I wouldn't leave early, but I would eventually.
So I've been thinking about this for a few weeks. The short answer is: I'm not going to leave Substack, no, and I'd recommend against others leaving as well — though, ultimately, people can decide for themselves. I am trying to snag an interview that might help me flesh out my longer thoughts, we'll see where that goes.
The medium-length answer: There are straight-up Nazis on this platform. They use Nazi iconography and are pretty straightup about being Nazis. They're pretty marginal and I have a suspicion that Substack blacklists then from the recommendation algorithm. Even still, I'd like to see them banned. I think "no literal Nazis" is an easy line to manage.
Then there are multiple Substacks that run the gamut from crypto-Nazi to white nationalist, roughly in line with Tucker Carlson.
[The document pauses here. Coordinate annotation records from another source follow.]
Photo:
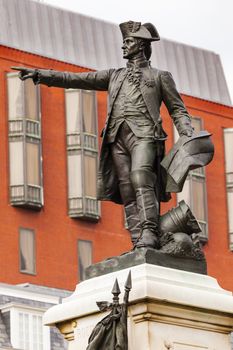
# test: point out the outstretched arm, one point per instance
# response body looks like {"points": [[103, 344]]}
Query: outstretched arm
{"points": [[88, 81]]}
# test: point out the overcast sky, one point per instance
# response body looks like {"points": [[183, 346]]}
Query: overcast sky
{"points": [[203, 23]]}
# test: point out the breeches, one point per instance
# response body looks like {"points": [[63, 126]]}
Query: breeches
{"points": [[130, 153]]}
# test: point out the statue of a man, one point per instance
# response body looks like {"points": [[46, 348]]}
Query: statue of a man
{"points": [[133, 137]]}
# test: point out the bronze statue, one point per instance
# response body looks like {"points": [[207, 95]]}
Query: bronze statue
{"points": [[133, 137]]}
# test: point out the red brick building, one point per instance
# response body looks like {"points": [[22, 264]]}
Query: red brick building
{"points": [[51, 224]]}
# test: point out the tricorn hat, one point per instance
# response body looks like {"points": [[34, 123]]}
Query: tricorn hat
{"points": [[187, 154], [145, 31]]}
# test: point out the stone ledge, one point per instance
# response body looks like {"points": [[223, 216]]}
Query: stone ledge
{"points": [[145, 256]]}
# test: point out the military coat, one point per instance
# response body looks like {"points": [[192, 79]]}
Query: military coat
{"points": [[156, 86]]}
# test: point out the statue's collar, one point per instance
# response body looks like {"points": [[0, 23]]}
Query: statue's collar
{"points": [[138, 64]]}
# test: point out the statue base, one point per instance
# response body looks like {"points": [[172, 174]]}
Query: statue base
{"points": [[168, 309], [146, 256]]}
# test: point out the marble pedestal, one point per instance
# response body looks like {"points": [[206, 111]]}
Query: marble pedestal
{"points": [[169, 310]]}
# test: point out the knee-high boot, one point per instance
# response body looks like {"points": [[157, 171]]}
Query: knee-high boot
{"points": [[143, 182], [131, 212]]}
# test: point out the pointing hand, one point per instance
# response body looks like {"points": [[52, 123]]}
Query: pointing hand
{"points": [[25, 73]]}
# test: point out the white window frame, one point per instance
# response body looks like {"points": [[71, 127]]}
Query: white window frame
{"points": [[229, 187], [79, 144], [23, 131], [15, 311], [196, 174]]}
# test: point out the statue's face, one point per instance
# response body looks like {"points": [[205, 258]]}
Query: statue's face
{"points": [[131, 47]]}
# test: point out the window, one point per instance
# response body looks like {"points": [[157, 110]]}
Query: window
{"points": [[27, 251], [228, 142], [26, 328], [194, 191], [82, 153], [24, 143], [84, 257]]}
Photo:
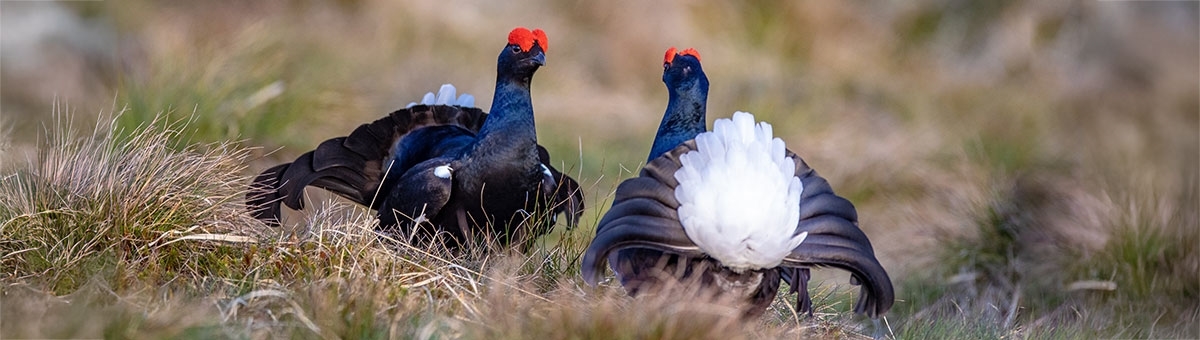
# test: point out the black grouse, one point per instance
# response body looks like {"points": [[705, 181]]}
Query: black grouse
{"points": [[432, 168], [731, 209]]}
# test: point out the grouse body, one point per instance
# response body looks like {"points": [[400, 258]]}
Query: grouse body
{"points": [[664, 226], [441, 168]]}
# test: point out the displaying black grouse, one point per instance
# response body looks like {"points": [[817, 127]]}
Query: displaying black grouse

I don't see how you can set a test that doesn't either become extreme arbitrary or extremely strict. I don't like Substack recommending those outlets to my readers — and if they did, I'd have complaints. But I don't think it says anything about my publication that those publications exist on the same platform.
I'm just increasingly worried about balkanizing the internet based on lines that we all seem very unable to come to consensus on. And given that, we should revert to very clear lines and definitions we can all agree on.
This is why I didn't sign onto this broader petition, from some other Substackers. I think they raise some great points but I just don't agree with them about where the line ought to be: https://www.theverge.com/2023/12/18/24006405/substackers-against-nazis-want-the-company-to-explain-itself
I was at a conference the other week about the Splinternet: the risk that the internet will be split into interoperable or non-overlapping branches. Obviously there's Russia, China, Iran, etc. But we should also be worried about how we attack public spaces online. I was writing about this month's ago: we're gonna need big spaces and little spaces. In our little spaces, I think we expect and demand really stringent standards of participation and discourse. But you can't manage that in big spaces with millions of people. And we need big spaces.
Oh, and what makes Twitter different is that the leadership is trying to encourage this absolute bullshit and is using its mechanics to do so. Substack, as you note, doesn't.
Thanks! Here's where a Mastodon activist criticized SS, but also had only nice words for me when I said I'm not leaving yet:
https://urbanists.social/@angiebaby@mas.to/111622171633593631
I stressed that Substack is also unlike X in that if I go to "bugeyedandshameless.com" or "volts.com", I see only the author's content, not even thumbnail ads for any other material. By only subscribing from human recommendations, and then going to the substack-powered individual blogs, you can avoid "substack", as such, entirely. Not possible with, umm....ANY other social media??